Key points:
- Haleign Baker and Wendy Noe crossed paths at the Dove Recovery House for Women — one in recovery and the other a leader.
- One of the major supporters of Dove House is St. Luke’s United Methodist Church in Indianapolis.
- Baker says she is on the mend after counseling at Dove House.
Her T-shirt declares “My Life’s in Ruins.” Once, it was true.
“If you don’t laugh, you’ll cry,” says Haleign Baker, 22, with a rueful smile. “Yeah, that’s how I feel.”
Substance use, violence and prison once dominated Baker’s life. On this day, safe and relaxed in an easy chair at Dove Recovery House for Women, she seems the picture of serenity.
But chaotic memories are never far away, dating back to when she was a toddler.
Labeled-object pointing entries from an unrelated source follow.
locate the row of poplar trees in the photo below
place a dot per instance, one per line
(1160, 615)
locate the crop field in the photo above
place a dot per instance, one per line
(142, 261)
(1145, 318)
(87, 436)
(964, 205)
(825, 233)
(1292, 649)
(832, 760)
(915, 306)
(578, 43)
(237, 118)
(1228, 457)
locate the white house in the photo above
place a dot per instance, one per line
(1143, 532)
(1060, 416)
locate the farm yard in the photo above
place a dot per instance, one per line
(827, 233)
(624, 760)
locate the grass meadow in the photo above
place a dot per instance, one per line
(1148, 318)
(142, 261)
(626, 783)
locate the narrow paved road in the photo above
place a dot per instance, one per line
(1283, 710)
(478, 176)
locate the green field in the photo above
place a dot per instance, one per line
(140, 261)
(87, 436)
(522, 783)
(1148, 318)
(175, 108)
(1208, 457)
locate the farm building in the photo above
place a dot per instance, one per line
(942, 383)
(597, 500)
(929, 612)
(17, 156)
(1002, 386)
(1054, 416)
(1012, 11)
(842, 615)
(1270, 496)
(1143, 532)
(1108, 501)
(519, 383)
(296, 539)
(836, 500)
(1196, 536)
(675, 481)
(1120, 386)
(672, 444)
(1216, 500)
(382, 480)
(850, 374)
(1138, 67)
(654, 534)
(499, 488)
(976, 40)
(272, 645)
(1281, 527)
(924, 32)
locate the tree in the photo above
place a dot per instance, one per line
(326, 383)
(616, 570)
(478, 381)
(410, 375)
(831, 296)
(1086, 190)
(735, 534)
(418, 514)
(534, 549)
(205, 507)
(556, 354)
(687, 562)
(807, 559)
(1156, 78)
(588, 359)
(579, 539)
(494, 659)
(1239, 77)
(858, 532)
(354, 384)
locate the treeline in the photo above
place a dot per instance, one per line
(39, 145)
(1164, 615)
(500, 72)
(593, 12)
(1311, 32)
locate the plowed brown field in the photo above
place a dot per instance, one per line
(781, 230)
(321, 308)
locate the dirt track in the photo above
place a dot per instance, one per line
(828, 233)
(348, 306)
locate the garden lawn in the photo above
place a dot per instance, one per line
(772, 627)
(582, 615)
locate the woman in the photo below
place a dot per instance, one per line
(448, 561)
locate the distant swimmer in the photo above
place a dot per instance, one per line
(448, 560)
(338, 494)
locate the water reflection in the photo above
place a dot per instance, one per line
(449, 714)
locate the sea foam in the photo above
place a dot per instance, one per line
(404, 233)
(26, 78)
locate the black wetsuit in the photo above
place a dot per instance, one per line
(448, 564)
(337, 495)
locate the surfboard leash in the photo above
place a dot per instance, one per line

“I remember one time my mom was sitting in a rolly chair,” she said. “I was really young and I’m not really sure what my grandma was mad about. But my grandma just hauled off and hit her. She was probably just really fed up with my mom’s (stuff). My mom had four kids and my grandma was taking care of all of them.”
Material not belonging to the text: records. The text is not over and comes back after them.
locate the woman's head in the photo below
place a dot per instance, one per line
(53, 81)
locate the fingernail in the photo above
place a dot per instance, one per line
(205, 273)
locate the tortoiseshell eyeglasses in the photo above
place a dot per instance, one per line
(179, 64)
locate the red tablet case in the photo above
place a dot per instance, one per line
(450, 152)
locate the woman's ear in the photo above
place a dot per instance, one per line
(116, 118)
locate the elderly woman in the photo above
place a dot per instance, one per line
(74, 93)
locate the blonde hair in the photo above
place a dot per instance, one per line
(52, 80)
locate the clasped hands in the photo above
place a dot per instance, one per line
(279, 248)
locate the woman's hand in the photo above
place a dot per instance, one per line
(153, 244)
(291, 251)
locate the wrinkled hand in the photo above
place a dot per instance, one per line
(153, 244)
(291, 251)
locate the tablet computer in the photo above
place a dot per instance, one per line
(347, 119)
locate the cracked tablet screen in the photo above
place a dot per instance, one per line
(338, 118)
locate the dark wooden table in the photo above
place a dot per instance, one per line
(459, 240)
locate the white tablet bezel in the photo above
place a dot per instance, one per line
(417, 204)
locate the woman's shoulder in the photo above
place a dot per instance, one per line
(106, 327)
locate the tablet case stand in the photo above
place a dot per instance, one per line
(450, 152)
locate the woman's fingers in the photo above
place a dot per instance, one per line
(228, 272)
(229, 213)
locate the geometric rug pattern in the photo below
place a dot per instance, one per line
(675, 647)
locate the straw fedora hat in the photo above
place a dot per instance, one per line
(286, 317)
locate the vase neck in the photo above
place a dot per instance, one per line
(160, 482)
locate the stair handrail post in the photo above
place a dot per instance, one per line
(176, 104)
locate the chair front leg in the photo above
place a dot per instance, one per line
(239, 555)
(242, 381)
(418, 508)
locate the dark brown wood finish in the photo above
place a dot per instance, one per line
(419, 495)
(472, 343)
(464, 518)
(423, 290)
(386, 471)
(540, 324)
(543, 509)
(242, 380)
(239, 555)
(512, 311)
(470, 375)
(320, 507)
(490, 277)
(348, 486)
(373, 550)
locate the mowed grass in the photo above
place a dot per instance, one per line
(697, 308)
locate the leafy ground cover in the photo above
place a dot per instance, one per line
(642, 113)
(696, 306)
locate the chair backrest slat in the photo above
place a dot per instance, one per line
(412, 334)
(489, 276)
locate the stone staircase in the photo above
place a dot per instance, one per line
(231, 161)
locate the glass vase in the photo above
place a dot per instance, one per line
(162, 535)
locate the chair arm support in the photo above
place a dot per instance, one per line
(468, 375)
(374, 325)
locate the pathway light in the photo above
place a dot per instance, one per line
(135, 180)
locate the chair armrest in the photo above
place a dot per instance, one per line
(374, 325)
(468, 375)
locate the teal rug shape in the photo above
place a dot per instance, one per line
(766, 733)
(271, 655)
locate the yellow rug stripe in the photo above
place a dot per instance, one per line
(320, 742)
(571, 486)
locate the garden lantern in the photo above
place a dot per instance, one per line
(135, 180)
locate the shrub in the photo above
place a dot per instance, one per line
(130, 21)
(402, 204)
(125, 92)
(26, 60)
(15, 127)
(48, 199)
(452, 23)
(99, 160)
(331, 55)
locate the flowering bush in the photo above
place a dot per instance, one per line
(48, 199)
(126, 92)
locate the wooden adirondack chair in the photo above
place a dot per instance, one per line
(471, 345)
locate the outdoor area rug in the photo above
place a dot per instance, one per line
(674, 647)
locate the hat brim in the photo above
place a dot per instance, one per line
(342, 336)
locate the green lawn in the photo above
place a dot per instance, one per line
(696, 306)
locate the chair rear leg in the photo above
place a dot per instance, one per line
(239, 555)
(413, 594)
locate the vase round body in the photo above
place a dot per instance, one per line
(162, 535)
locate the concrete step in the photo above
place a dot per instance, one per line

That was a normal day in Baker’s family.
“The police were always at my house,” she said. “In my (Greenfield) neighborhood, we were the white trash family.”
Dove Recovery House, a community of 50 or so women fighting addictions, is a much more joyful atmosphere. Among its major supporters is St. Luke’s United Methodist Church.
The day a reporter visited, a birthday party was happening, with singing, cake and presents. It felt like a carefree gathering of an extended family, which it kind of is.
Wendy
Wendy Noe, in her office near the room where the party is happening, runs Dove House with a potent combination of corporate smarts and empathy for women who want to turn their lives around. Instead of quoting quarterly earnings report results, she sings the praises of the women she calls her “doves.”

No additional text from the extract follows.